Nachdem man erkannt hat, dass er an Leukämie leidet, ist er in seine Schule gegangen und hat mit dem Direktor ausgehandelt: Die Lehrer der Hauptfächer kommen zweimal die Woche für zwei Stunden zu ihm nach Hause. Dort geben sie ihm Unterricht und erteilen Aufgaben für die Zeit dazwischen. Sie schreiben mit ihm auch Arbeiten, ganz wie in der Schule. Vasili, ganz harter Mann: „Ich lasse mich nicht abhängen. Wenn ich wieder gesund bin, dann will ich der Beste sein.“
Der Junge lernt Russisch und Englisch, am liebsten aber bastelt er. Das Motorrad seine Vaters, eine uralte BMW mit einem selbst gebauten Beiwagen, kann er nicht nur fahren, er kann es auch auseinander nehmen. Das Motorrad ist die Lebensgrundlage für die Familie, für die Eltern und die vier Kinder. Der Vater übernimmt damit Transporte. Ansonsten haben sie noch den üblichen Garten für Obst und Gemüse und ein paar Hühner und zwei Ziegen.

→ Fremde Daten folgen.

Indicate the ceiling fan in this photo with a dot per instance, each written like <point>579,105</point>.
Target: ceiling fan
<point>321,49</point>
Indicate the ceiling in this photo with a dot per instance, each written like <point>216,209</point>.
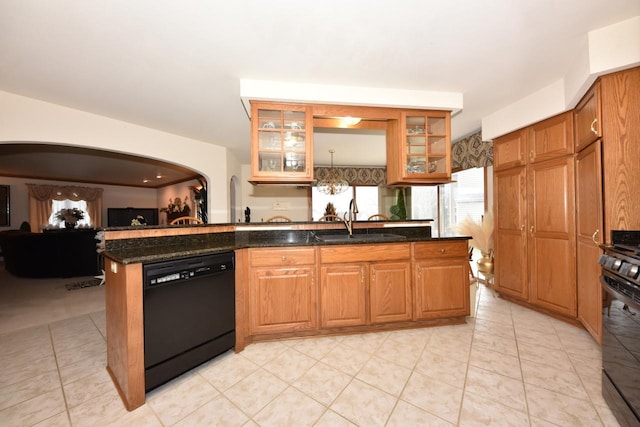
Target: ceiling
<point>177,66</point>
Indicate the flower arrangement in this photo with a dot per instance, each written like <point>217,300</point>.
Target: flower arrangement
<point>139,220</point>
<point>70,215</point>
<point>177,206</point>
<point>481,233</point>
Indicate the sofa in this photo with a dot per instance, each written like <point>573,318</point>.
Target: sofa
<point>59,253</point>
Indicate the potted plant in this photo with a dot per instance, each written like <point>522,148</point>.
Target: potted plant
<point>481,238</point>
<point>70,216</point>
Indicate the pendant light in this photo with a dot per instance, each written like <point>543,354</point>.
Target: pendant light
<point>332,183</point>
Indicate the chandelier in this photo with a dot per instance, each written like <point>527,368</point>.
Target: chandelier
<point>332,183</point>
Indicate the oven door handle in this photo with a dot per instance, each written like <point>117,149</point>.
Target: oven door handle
<point>617,295</point>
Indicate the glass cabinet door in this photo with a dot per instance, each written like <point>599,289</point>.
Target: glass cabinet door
<point>282,144</point>
<point>425,142</point>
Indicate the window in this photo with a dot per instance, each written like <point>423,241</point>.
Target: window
<point>69,204</point>
<point>462,198</point>
<point>445,204</point>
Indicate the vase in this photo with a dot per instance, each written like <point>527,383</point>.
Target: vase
<point>485,263</point>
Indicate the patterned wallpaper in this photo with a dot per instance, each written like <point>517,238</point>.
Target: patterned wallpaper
<point>471,152</point>
<point>355,176</point>
<point>467,153</point>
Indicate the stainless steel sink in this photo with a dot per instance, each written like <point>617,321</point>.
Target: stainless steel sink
<point>360,237</point>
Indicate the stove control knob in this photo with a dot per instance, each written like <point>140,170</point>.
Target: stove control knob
<point>624,268</point>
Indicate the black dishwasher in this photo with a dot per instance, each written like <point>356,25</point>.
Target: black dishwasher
<point>189,314</point>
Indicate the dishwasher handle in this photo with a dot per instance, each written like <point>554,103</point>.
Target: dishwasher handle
<point>173,272</point>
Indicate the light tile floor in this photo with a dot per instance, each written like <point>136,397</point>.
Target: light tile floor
<point>509,366</point>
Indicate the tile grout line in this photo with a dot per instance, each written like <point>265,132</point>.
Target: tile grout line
<point>55,357</point>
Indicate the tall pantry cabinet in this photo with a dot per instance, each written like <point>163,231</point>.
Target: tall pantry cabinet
<point>535,215</point>
<point>553,208</point>
<point>607,179</point>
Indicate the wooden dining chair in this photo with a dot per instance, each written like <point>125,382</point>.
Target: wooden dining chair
<point>279,218</point>
<point>186,220</point>
<point>330,217</point>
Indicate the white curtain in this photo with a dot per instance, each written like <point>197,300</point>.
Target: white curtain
<point>41,197</point>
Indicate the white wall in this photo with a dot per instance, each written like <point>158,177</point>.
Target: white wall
<point>609,49</point>
<point>260,200</point>
<point>114,196</point>
<point>29,120</point>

Jetzt, wenn diese Geschichte erscheint, dann hat Vasili in Chisinau eine Chemotherapie. Es wird ihm schlecht gehen, er wird Schmerzen haben, er wird allein sein. Aber er hat, und da sind wir ganz sicher, auch ein Ziel: „Ich will die Krankheit besiegen, ich will aus der Krebsstation wieder raus. Und dann will ich lernen.“ Dr. Irina Plaschevici, die Leiterin der Krebsstation sagt über Vasili: „Ein tapferer Bursche. Ich wäre glücklich, wenn unsere älteren Kinder alle diese Einstellung hätten. Aber das ist leider nicht so. Schade und traurig. Denn gerade bei Kinder mit Krebs ist die richtige Einstellung zur Krankheit besonders wichtig.“
Wir wünschen Vasili alles Gute und dass er im Frühjahr wieder auf Vaters Motorrad durchs Dorf brausen kann. Und wir wollen alles dafür tun, dass die Ärzte auf der Krebsstation für ihn und seine Leidensgenossen das Beste tun können. Das ist der Sinn unserer diesjährigen Weihnachtsaktion.